Documentation 0.1.2 Help

load.gcs

Usage

These are defined in the top-level load.gcs module.

list_gcs_datasets

Lists all datasets in the bucket as a DataFrame. This works by checking which folders have a specific file, which we call the anchor.

download

Downloads a file from Google Cloud Storage and returns the local file path.

open_file

Downloads and opens a file from Google Cloud Storage. Returns a file handle.

open_image

Downloads and returns the PIL image from Google Cloud Storage.

Pathing

The path to specify is relative to the bucket, which is frdc-ds by default.

For example this filesystem on GCS:

# On Google Cloud Storage frdc-ds ├── chestnut_nature_park │ └── 20201218 │ └── 90deg │ └── bounds.json

To download bounds.json, use download(r"chestnut_nature_park/20201218/90deg/bounds.json"). By default, all files will be downloaded to PROJ_DIR/rsc/....

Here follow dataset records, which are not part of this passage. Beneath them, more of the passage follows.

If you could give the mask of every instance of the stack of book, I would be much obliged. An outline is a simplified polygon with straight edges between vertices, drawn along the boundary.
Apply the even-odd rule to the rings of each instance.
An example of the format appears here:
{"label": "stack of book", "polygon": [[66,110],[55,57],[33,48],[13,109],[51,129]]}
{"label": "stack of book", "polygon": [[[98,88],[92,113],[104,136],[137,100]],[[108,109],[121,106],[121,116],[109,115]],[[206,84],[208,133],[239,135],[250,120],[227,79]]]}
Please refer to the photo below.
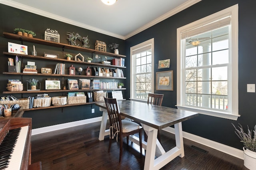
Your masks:
{"label": "stack of book", "polygon": [[37,73],[36,66],[25,65],[23,72],[24,73]]}
{"label": "stack of book", "polygon": [[79,88],[80,89],[90,89],[91,80],[89,79],[80,79]]}

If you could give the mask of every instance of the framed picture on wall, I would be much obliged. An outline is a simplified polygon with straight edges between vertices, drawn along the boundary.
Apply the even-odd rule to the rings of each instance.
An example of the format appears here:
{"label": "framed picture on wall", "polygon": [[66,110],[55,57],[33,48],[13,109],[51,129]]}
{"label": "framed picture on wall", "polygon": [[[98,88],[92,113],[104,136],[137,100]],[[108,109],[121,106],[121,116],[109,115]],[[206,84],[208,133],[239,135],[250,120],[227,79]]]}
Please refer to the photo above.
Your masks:
{"label": "framed picture on wall", "polygon": [[156,72],[157,90],[173,90],[173,71]]}

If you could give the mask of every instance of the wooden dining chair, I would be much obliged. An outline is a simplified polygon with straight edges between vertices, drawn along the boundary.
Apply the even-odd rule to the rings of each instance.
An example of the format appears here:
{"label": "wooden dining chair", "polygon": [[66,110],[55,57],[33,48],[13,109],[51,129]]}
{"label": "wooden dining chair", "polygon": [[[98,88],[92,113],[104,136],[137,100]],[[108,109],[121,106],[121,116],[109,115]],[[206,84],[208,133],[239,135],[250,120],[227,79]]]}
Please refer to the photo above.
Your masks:
{"label": "wooden dining chair", "polygon": [[138,133],[140,151],[140,156],[142,156],[142,127],[138,123],[132,121],[121,119],[120,110],[116,99],[104,98],[104,99],[110,123],[108,152],[110,151],[112,139],[114,139],[116,135],[116,141],[118,141],[118,137],[120,139],[119,162],[120,163],[123,152],[123,138],[126,137],[126,143],[128,145],[129,143],[129,136]]}
{"label": "wooden dining chair", "polygon": [[[154,105],[162,106],[163,102],[164,94],[156,94],[155,93],[149,93],[148,96],[148,104],[153,104]],[[158,130],[157,133],[157,138],[161,143],[160,138],[160,131]],[[147,141],[148,137],[146,133],[144,132],[144,140]]]}

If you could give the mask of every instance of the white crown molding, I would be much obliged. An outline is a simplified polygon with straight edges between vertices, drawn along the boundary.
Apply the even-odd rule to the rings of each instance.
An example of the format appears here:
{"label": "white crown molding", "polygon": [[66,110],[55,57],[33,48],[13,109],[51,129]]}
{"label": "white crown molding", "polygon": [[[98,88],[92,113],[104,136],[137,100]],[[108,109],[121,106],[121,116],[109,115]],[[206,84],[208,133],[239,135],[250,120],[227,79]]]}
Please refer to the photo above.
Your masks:
{"label": "white crown molding", "polygon": [[74,20],[69,20],[64,17],[54,15],[52,13],[46,12],[38,9],[31,7],[26,5],[24,5],[22,4],[16,3],[10,0],[0,0],[0,4],[2,4],[4,5],[11,6],[12,7],[18,8],[20,10],[31,12],[37,15],[47,17],[49,18],[59,21],[65,23],[73,25],[74,25],[77,26],[82,28],[89,29],[90,30],[99,33],[111,36],[112,37],[115,37],[122,39],[124,39],[124,37],[120,35],[113,33],[107,31],[102,29],[101,29],[95,27],[92,27],[88,25],[77,22]]}
{"label": "white crown molding", "polygon": [[125,40],[130,37],[144,31],[150,27],[160,22],[160,21],[168,18],[170,16],[178,13],[178,12],[189,7],[190,6],[194,5],[195,4],[201,1],[202,0],[191,0],[184,3],[182,5],[178,7],[174,10],[167,13],[166,14],[162,15],[158,18],[152,21],[147,23],[143,27],[141,27],[138,29],[130,33],[128,35],[123,36],[118,34],[116,34],[112,32],[107,31],[95,27],[92,27],[88,25],[84,24],[80,22],[76,22],[74,20],[69,20],[66,18],[62,17],[61,16],[54,15],[49,12],[46,12],[42,10],[30,7],[30,6],[24,5],[23,4],[14,2],[10,0],[0,0],[0,4],[11,6],[12,7],[16,8],[24,11],[43,16],[49,18],[53,19],[54,20],[59,21],[65,23],[73,25],[74,25],[86,29],[93,31],[99,33],[111,36],[112,37],[115,37],[121,39]]}
{"label": "white crown molding", "polygon": [[190,6],[202,1],[202,0],[189,0],[187,2],[184,3],[181,5],[178,6],[175,9],[172,10],[165,14],[161,16],[158,17],[156,19],[150,22],[147,23],[143,27],[141,27],[138,29],[131,32],[128,35],[124,36],[124,39],[126,39],[133,35],[137,34],[138,33],[140,33],[142,31],[152,27],[152,26],[156,24],[157,23],[161,22],[164,20],[176,14],[185,10],[185,9],[189,7]]}

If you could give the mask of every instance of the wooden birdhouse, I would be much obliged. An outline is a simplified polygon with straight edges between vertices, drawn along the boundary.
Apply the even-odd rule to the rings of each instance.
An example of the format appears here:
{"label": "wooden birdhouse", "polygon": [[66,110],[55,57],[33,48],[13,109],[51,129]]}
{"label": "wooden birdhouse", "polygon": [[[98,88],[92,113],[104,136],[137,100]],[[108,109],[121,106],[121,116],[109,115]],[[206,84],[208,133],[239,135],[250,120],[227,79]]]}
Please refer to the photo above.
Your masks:
{"label": "wooden birdhouse", "polygon": [[96,40],[95,49],[100,51],[106,52],[107,45],[106,43],[98,40]]}

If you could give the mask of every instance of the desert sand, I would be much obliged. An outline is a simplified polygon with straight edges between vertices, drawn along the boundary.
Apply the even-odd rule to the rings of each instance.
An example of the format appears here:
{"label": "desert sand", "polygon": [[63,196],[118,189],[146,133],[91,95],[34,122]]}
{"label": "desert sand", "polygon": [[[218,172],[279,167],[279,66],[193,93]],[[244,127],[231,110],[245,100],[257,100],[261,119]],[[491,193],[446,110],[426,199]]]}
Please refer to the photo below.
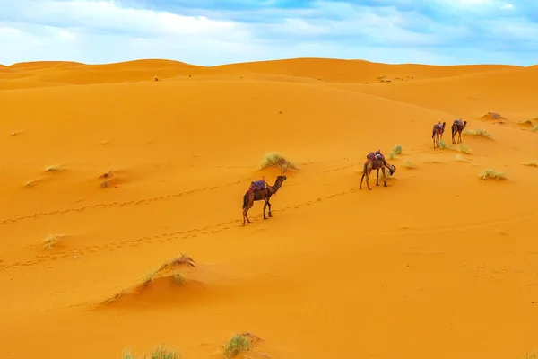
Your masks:
{"label": "desert sand", "polygon": [[[0,355],[220,358],[240,332],[250,358],[534,352],[536,83],[306,58],[0,66]],[[491,136],[452,144],[459,118]],[[366,155],[397,144],[388,187],[360,190]],[[297,169],[243,227],[273,151]]]}

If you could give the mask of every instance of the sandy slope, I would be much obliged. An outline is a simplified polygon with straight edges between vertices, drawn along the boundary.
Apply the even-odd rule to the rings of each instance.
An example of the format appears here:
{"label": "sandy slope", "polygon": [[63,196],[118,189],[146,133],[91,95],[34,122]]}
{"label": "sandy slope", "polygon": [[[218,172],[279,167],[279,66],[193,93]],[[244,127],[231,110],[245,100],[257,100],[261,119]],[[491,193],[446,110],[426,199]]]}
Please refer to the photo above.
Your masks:
{"label": "sandy slope", "polygon": [[[7,68],[3,356],[117,358],[126,346],[165,343],[184,358],[218,358],[241,331],[264,340],[253,358],[538,349],[538,169],[522,164],[538,159],[538,135],[478,119],[538,116],[536,67],[304,59]],[[409,79],[350,84],[387,74]],[[465,162],[430,138],[435,122],[459,116],[493,135],[464,135]],[[397,144],[389,187],[370,178],[372,190],[359,190],[365,155]],[[279,174],[258,170],[273,150],[299,170],[272,198],[273,217],[264,221],[256,203],[241,227],[249,181]],[[508,180],[480,180],[490,167]],[[64,237],[46,250],[50,233]],[[159,272],[140,285],[180,252],[195,261],[175,269],[183,285]]]}

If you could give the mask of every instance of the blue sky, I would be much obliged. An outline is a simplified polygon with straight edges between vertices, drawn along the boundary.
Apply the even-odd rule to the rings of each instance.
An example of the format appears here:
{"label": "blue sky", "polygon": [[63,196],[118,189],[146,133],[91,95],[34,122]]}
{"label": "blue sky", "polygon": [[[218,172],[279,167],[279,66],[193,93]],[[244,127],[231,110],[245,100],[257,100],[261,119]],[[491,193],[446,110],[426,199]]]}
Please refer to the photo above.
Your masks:
{"label": "blue sky", "polygon": [[0,64],[538,64],[538,0],[0,0]]}

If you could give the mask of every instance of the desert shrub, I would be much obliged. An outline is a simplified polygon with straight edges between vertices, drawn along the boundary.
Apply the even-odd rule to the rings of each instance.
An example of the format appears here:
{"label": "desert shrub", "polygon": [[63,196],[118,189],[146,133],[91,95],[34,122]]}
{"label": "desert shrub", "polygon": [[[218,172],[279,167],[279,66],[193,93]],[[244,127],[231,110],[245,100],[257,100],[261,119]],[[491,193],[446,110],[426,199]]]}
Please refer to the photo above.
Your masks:
{"label": "desert shrub", "polygon": [[488,137],[490,138],[491,135],[483,128],[473,128],[466,129],[464,131],[464,135],[473,136],[475,137]]}
{"label": "desert shrub", "polygon": [[[143,355],[143,358],[147,358],[148,355]],[[134,359],[134,355],[131,349],[126,349],[122,355],[123,359]],[[159,345],[152,350],[149,355],[150,359],[179,359],[180,355],[174,350],[167,349],[163,345]]]}
{"label": "desert shrub", "polygon": [[174,283],[176,285],[182,285],[183,283],[185,283],[185,277],[179,272],[174,272],[172,277],[174,278]]}
{"label": "desert shrub", "polygon": [[49,166],[45,166],[45,171],[48,172],[59,172],[62,171],[62,167],[57,164],[51,164]]}
{"label": "desert shrub", "polygon": [[493,169],[484,170],[480,173],[480,178],[482,180],[505,180],[507,176],[499,171],[497,171]]}
{"label": "desert shrub", "polygon": [[278,167],[282,172],[287,171],[290,169],[296,169],[297,167],[286,157],[282,156],[279,153],[270,153],[265,155],[261,163],[261,168],[268,167]]}
{"label": "desert shrub", "polygon": [[388,159],[394,160],[398,154],[402,154],[402,144],[396,144],[390,150],[390,153],[388,153]]}
{"label": "desert shrub", "polygon": [[237,334],[233,336],[222,346],[222,354],[226,358],[233,358],[241,352],[250,350],[250,339],[244,334]]}

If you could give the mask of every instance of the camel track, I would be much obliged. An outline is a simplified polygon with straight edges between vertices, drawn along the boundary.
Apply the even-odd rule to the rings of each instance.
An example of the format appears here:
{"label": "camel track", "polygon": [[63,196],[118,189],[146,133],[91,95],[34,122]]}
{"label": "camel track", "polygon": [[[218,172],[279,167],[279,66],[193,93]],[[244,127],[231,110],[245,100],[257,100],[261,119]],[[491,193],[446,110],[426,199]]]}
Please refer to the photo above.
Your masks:
{"label": "camel track", "polygon": [[[356,163],[352,163],[350,165],[337,167],[337,168],[331,169],[331,170],[317,171],[312,174],[319,175],[319,174],[335,172],[335,171],[339,171],[347,170],[349,168],[355,167],[358,164],[356,164]],[[18,222],[25,221],[25,220],[34,220],[34,219],[39,219],[39,218],[42,218],[42,217],[48,217],[48,216],[51,216],[51,215],[65,215],[65,214],[70,214],[70,213],[82,213],[82,212],[87,212],[87,211],[95,210],[95,209],[121,208],[121,207],[131,206],[149,205],[149,204],[152,204],[154,202],[166,201],[166,200],[169,200],[169,199],[173,199],[173,198],[179,198],[179,197],[195,194],[195,193],[202,193],[204,191],[209,191],[209,190],[218,189],[218,188],[226,188],[226,187],[230,187],[230,186],[239,185],[239,184],[244,183],[246,181],[248,181],[249,180],[250,180],[250,177],[246,178],[244,180],[236,180],[233,182],[220,185],[220,186],[204,187],[203,188],[191,189],[188,191],[178,192],[178,193],[170,193],[168,195],[157,196],[157,197],[151,197],[151,198],[143,198],[143,199],[138,199],[138,200],[134,199],[134,200],[126,201],[126,202],[100,203],[100,204],[93,205],[93,206],[81,206],[81,207],[76,207],[76,208],[67,208],[67,209],[64,209],[64,210],[37,213],[37,214],[22,215],[22,216],[14,217],[14,218],[6,218],[6,219],[3,219],[2,221],[0,221],[0,224],[14,224]]]}
{"label": "camel track", "polygon": [[[347,167],[349,167],[349,166],[347,166]],[[301,207],[304,207],[306,206],[318,204],[318,203],[325,202],[326,200],[330,200],[330,199],[333,199],[333,198],[335,198],[338,197],[351,195],[351,194],[357,193],[360,191],[365,191],[365,189],[359,189],[359,188],[354,188],[347,189],[344,191],[333,193],[328,196],[320,197],[314,200],[308,200],[302,204],[288,206],[284,206],[282,208],[278,208],[276,210],[273,210],[272,212],[278,214],[278,213],[287,212],[289,210],[300,209]],[[405,230],[403,230],[399,233],[395,233],[394,231],[386,231],[386,232],[370,232],[370,233],[364,233],[364,235],[367,237],[368,236],[375,236],[376,238],[378,238],[380,236],[383,237],[383,236],[388,236],[388,235],[390,235],[390,236],[408,235],[409,233],[421,234],[421,233],[439,233],[439,232],[465,232],[465,231],[471,230],[471,229],[483,229],[483,228],[488,228],[488,227],[495,227],[496,225],[500,224],[500,223],[506,224],[506,223],[516,223],[521,220],[533,219],[535,217],[536,217],[536,215],[526,215],[526,216],[515,215],[513,217],[499,219],[499,220],[497,220],[494,222],[482,221],[482,223],[461,224],[457,228],[455,228],[454,226],[451,226],[451,225],[437,226],[436,228],[425,228],[425,229],[415,229],[415,230],[407,228]],[[255,215],[251,218],[253,218],[256,221],[261,220],[263,218],[263,214]],[[7,269],[16,268],[19,267],[36,266],[39,263],[46,262],[46,261],[56,261],[58,258],[73,258],[74,256],[82,257],[87,253],[95,253],[98,251],[115,251],[115,250],[126,248],[126,247],[139,247],[139,246],[146,245],[146,244],[164,243],[164,242],[173,241],[173,240],[187,240],[189,238],[196,238],[201,235],[213,235],[213,234],[220,233],[224,231],[229,231],[234,227],[241,228],[242,227],[241,223],[242,223],[241,219],[236,219],[236,220],[221,222],[220,223],[216,223],[216,224],[213,224],[213,225],[207,225],[207,226],[204,226],[202,228],[192,228],[192,229],[187,230],[187,231],[168,232],[164,232],[164,233],[158,233],[158,234],[154,234],[154,235],[148,235],[148,236],[139,237],[139,238],[135,238],[135,239],[132,239],[132,240],[122,241],[116,242],[116,243],[112,242],[112,243],[105,244],[102,246],[96,246],[96,245],[86,246],[86,247],[82,247],[80,249],[73,249],[73,250],[68,250],[57,251],[57,252],[55,252],[53,254],[48,254],[48,255],[35,256],[34,259],[26,261],[26,262],[22,262],[22,263],[15,262],[15,263],[12,263],[12,264],[8,264],[8,265],[3,265],[2,260],[0,260],[0,272],[5,271]],[[255,225],[255,224],[256,224],[256,223],[253,223],[250,225]],[[248,226],[247,226],[247,227]]]}

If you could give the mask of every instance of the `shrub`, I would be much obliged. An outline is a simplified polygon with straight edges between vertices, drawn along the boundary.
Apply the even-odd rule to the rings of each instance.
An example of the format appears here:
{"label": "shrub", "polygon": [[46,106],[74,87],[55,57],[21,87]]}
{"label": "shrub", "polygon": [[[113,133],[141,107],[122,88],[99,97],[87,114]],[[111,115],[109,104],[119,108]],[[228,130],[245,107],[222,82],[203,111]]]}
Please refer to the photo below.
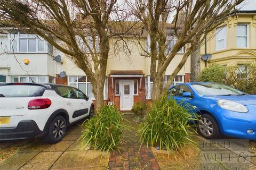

# On local filesystem PROJ_DIR ├── rsc │ └── chestnut_nature_park │ └── 20201218 │ └── 90deg │ └── bounds.json

Configuration

If you need granular control over

  • where the files are downloaded

  • the credentials used

  • the project used

  • the bucket used

Then edit conf.py.

GCS_CREDENTIALS

Google Cloud credentials.


A google.oauth2.service_account.Credentials object. See the object documentation for more information.

LOCAL_DATASET_ROOT_DIR

Local directory to download files to.


Path to a directory, or a Path object.

GCS_PROJECT_ID

Google Cloud project ID.


GCS_BUCKET_NAME

Google Cloud Storage bucket name.


Last modified: 26 June 2024